Director: James Mangold
The newest addition to the X-Men galaxy of the Marvel universe is Logan, a darker take on the comic book genre and the latest of these films to seek out an R-rating. Deadpool went the same route, aiming at an adult audience who could appreciate a violent, vulgar action film, instead of the younger crowd who might enjoy things a bit on the lighter side. But while Deadpool went comedic, Logan goes completely black, leaving behind any vestige of the silly antics we’ve seen before from this style. We knew exactly what this film would be, based on the trailers and the stills, and it will not disappoint those looking for a bleaker, more desperate take on the story, or those ready to see adamantium back in action in the bloodiest way possible.
In the near future, mutants have ceased to exist. Those who haven’t died already are aging in hiding, while no new mutant children are born any longer. It’s as if the population has been culled of the gene, perhaps even naturally, and Professor X’s vision of an advanced race of heroes has evaporated. Charles is unwell, is losing control of his mind, and is being kept half prisoner, half patient by Wolverine. Logan is just trying to raise enough money so that he and the Professor can leave the desert, live out the rest of their short lives in peace, and try to forget the painful past. But a woman who claims that she has a mutant child is insistent that Logan help them reach safety, ahead of a group of sinister thugs who want the girl for their own evil purposes.

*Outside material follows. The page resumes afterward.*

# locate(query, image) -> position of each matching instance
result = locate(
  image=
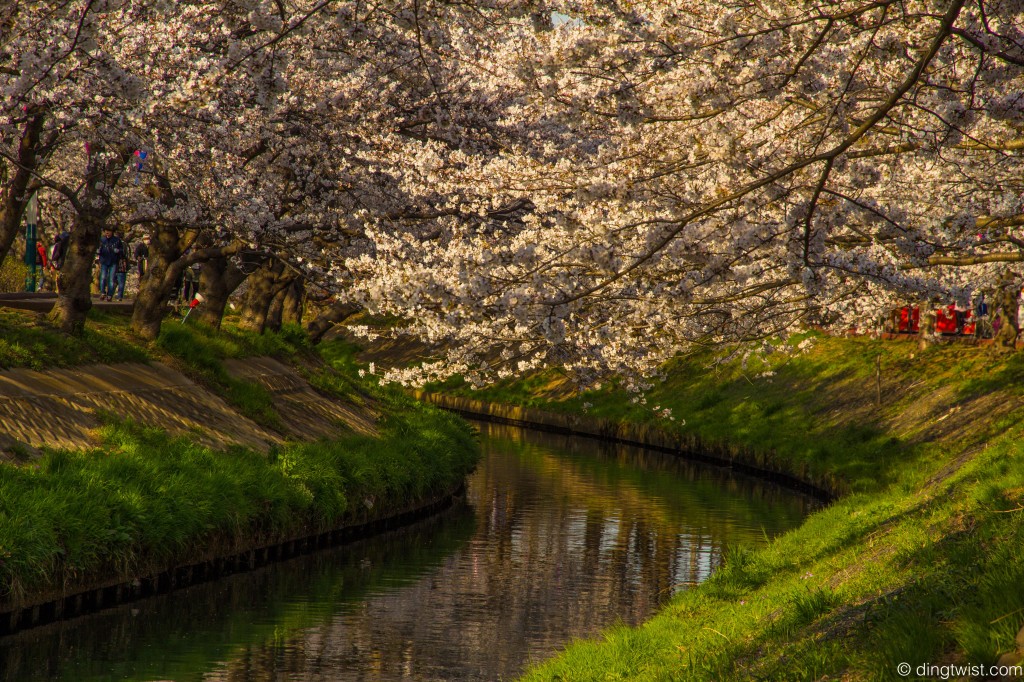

Violent, check. Gory, check. Worthy of its R-rating, check. This is the edgy X-men film we’ve been waiting for, and while Deadpool opened the door, Logan comes crashing through the frame with its claws ripping. Those who have grown accustomed to typical comic book fare will be in for a bit of a shock if they didn’t prepare themselves before sitting down to watch; this movie is more Terminator than X-Men really, more Western than action/adventure. Some are calling it a pure Western, but I wouldn’t go that far. It really is much more similar to Terminator 2: Judgement Day than anything else, and that’s not a knock, that’s just calling a spade a spade. Logan is a bleak look at our future, a film laden with metaphor, and an enjoyable comic book film to boot.
Hugh Jackman and Patrick Stewart are retiring from their roles after this movie, so enjoy them while you can. They are the perfect pair to play the juxtaposing personalities of Charles and Logan, two high-quality actors who may not be perennial Oscar-contenders, but have more than enough ability to elevate action roles into something more meaningful. And the addition of a few fascinating characters was appreciated as well: Boyd Holbrook, who I love, as Pierce, Stephen Merchant as Caliban, Dafne Keen as little Laura. Everyone came together to form a solid feature, something that innovates while still harking back, a movie that should please a large audience and make us thirsty for more.